I've certainly needed the help. This move was tremendously rash. Especially considering the immediate future, it was in no way financially sound. While I knew about the higher costs in Alaska, I did not fully comprehend the financial strain this move would put us, and the people who have helped us, under. I didn't know (and still don't fully understand) the way that medical insurance and retirement would change because of the move. I just believed that things would work out.
This is a part of my arrogant nature. I expect things to work out for me, and when they don't, I count on others to help me out. My plans usually focus on what I want rather than what is practical, leading me to often ignore information that disagrees with any conclusion that I have already reached. I've been working at getting better at this, but there are any number of items in this move that show I haven't yet learned my lesson.

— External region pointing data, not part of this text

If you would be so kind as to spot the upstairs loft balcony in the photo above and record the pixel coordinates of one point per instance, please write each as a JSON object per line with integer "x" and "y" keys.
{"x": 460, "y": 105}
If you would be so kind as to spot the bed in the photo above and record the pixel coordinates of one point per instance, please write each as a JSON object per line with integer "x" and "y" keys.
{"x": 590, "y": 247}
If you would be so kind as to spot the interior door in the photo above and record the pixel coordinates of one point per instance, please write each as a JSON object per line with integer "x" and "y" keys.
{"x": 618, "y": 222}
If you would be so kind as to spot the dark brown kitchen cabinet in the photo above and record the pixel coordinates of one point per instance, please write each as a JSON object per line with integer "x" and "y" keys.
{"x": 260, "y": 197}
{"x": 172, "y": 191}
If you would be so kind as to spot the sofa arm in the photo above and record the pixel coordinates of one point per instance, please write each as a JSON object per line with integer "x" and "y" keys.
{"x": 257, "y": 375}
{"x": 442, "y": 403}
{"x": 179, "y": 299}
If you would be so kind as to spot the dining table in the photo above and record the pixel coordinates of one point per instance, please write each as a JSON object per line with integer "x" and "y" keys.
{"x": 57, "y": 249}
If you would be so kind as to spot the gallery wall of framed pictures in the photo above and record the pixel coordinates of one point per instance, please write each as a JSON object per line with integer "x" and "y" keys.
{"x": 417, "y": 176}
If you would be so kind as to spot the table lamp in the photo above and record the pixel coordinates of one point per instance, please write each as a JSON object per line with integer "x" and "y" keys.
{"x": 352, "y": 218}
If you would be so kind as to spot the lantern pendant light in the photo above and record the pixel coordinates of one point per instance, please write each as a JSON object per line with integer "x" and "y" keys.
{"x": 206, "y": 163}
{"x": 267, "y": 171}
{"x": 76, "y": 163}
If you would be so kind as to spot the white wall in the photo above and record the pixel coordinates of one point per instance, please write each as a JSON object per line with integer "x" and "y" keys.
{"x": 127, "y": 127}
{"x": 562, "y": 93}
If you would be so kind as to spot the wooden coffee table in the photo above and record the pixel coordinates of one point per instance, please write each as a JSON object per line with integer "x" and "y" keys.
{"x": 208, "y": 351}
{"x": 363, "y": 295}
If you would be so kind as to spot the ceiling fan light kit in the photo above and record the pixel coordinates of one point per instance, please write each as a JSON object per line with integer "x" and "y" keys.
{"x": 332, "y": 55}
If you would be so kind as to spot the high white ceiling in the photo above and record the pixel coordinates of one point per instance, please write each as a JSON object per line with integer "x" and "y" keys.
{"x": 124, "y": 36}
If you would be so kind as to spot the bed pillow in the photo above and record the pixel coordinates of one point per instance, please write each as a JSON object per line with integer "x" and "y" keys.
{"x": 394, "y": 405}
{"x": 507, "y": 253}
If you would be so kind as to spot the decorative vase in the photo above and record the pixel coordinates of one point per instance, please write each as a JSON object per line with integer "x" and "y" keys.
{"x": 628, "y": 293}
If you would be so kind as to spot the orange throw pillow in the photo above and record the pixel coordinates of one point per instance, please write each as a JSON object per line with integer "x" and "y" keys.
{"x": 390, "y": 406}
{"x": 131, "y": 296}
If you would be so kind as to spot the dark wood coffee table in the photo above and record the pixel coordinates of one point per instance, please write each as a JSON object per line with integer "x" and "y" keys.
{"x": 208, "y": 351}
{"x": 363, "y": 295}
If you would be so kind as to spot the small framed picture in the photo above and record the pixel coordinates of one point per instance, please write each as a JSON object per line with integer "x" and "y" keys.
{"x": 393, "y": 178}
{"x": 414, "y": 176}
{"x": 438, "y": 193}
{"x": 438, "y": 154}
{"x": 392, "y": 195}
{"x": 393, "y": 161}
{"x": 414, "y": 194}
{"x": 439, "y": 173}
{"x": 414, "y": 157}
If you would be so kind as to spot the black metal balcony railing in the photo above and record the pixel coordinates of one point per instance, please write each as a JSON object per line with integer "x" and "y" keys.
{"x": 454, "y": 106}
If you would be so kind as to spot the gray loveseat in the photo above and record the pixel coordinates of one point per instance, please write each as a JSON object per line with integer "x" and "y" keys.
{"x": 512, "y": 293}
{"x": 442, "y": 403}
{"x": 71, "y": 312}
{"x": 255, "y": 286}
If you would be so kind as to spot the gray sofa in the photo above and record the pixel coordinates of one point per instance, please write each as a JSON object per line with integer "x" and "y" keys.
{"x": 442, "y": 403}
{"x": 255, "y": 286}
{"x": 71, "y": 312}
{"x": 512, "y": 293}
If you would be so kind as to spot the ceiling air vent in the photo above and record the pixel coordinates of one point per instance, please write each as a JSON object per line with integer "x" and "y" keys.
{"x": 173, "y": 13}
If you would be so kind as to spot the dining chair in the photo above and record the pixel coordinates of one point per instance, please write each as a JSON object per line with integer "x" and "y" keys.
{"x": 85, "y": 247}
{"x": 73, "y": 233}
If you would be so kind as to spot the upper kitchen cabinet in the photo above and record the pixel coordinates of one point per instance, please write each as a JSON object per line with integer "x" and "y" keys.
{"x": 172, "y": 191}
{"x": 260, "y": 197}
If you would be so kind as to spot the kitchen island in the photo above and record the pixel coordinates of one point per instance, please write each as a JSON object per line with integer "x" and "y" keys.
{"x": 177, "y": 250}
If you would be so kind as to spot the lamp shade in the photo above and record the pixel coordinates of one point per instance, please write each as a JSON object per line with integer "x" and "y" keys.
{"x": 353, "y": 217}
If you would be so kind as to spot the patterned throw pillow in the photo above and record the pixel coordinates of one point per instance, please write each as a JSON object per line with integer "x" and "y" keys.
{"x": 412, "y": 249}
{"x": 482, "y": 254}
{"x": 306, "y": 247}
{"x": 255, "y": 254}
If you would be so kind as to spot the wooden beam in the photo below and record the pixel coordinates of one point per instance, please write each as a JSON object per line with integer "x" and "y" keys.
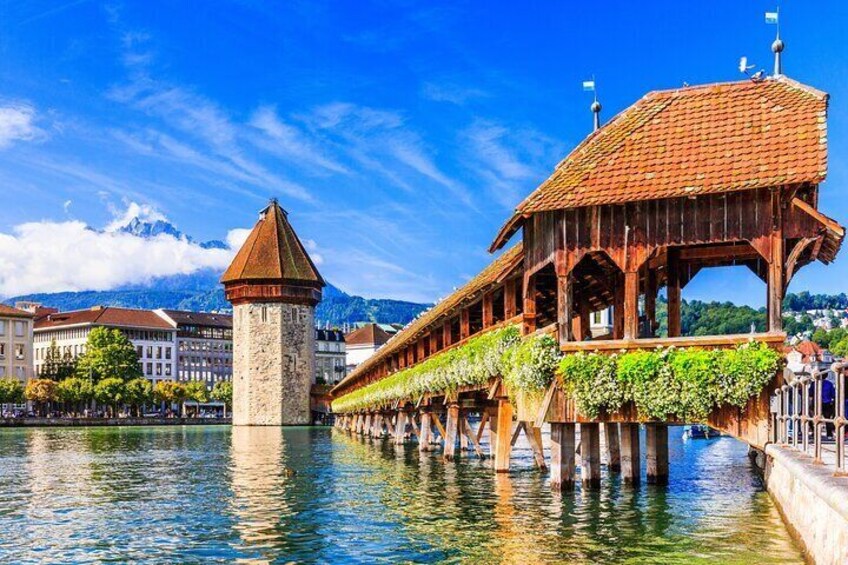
{"x": 504, "y": 436}
{"x": 673, "y": 291}
{"x": 630, "y": 455}
{"x": 631, "y": 305}
{"x": 562, "y": 456}
{"x": 613, "y": 448}
{"x": 565, "y": 309}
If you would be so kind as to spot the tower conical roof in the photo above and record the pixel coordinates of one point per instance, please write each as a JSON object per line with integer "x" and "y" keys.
{"x": 273, "y": 253}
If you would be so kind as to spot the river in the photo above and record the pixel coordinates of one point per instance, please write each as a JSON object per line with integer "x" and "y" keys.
{"x": 315, "y": 495}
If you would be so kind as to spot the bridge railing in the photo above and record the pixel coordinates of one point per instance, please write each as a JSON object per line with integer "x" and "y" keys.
{"x": 803, "y": 421}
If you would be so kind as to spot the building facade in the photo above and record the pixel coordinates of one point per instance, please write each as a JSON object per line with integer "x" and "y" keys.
{"x": 204, "y": 346}
{"x": 153, "y": 338}
{"x": 16, "y": 343}
{"x": 329, "y": 356}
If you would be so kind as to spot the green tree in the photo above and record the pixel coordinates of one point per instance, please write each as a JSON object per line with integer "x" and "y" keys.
{"x": 74, "y": 392}
{"x": 11, "y": 391}
{"x": 57, "y": 366}
{"x": 138, "y": 392}
{"x": 108, "y": 354}
{"x": 223, "y": 392}
{"x": 169, "y": 392}
{"x": 196, "y": 392}
{"x": 41, "y": 392}
{"x": 110, "y": 391}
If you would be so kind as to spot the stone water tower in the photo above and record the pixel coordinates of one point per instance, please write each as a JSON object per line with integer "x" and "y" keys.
{"x": 273, "y": 287}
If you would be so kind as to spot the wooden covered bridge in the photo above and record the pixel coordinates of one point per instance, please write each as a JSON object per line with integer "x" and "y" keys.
{"x": 683, "y": 180}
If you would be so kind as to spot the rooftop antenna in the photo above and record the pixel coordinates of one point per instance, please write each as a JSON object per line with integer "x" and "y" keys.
{"x": 589, "y": 86}
{"x": 778, "y": 45}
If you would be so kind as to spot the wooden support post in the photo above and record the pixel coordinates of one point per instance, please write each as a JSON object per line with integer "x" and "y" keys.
{"x": 529, "y": 325}
{"x": 590, "y": 455}
{"x": 618, "y": 308}
{"x": 565, "y": 308}
{"x": 534, "y": 436}
{"x": 630, "y": 455}
{"x": 451, "y": 431}
{"x": 464, "y": 324}
{"x": 673, "y": 291}
{"x": 510, "y": 307}
{"x": 562, "y": 456}
{"x": 656, "y": 445}
{"x": 613, "y": 452}
{"x": 651, "y": 302}
{"x": 504, "y": 436}
{"x": 426, "y": 433}
{"x": 631, "y": 305}
{"x": 488, "y": 309}
{"x": 400, "y": 428}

Case in point: I want the next house that we live in to be the last house that we move to until I retire (or even longer). With that in mind, I want it large enough to be a jump-off point for any family or friends who want to visit or even move up here themselves. I want it to be large enough that all of my children, and at some point--grandchildren, can stay with us. I want it to be a place where my wife has the space to work on the art and projects which she loves so much. With the high price of housing in Alaska, this means looking at houses that are beyond what my salary can afford (especially considering the 12-13 years of paid experience that I lost in the move).
To balance this, I have been looking at houses that have some sort of rental possibility attached to them. The idea is that this will both help the house pay for itself while also offsetting some of the costs that living up in Alaska has. Unfortunately, this means an even more expensive house, not to mention taking on a task that is entirely unfamiliar to me. I want this plan to work, and that doubtlessly leaves me blind to other problems and pitfalls.
Especially considering what I've just said, please do not judge me too harshly when I say that we looked at Tower house today and I was smitten. There are some issues that we noticed and probably more that we will not know unless the power is restored and an inspector goes through, but all I could envision was the potential that I saw in the place. We still have a great deal of discussion ahead of us, but I worry that I already have decided that I want it to the point that I might be ignoring some valid questions and concerns.
Like I said, I'm working on this particular fault of mine; I certainly haven't conquered it.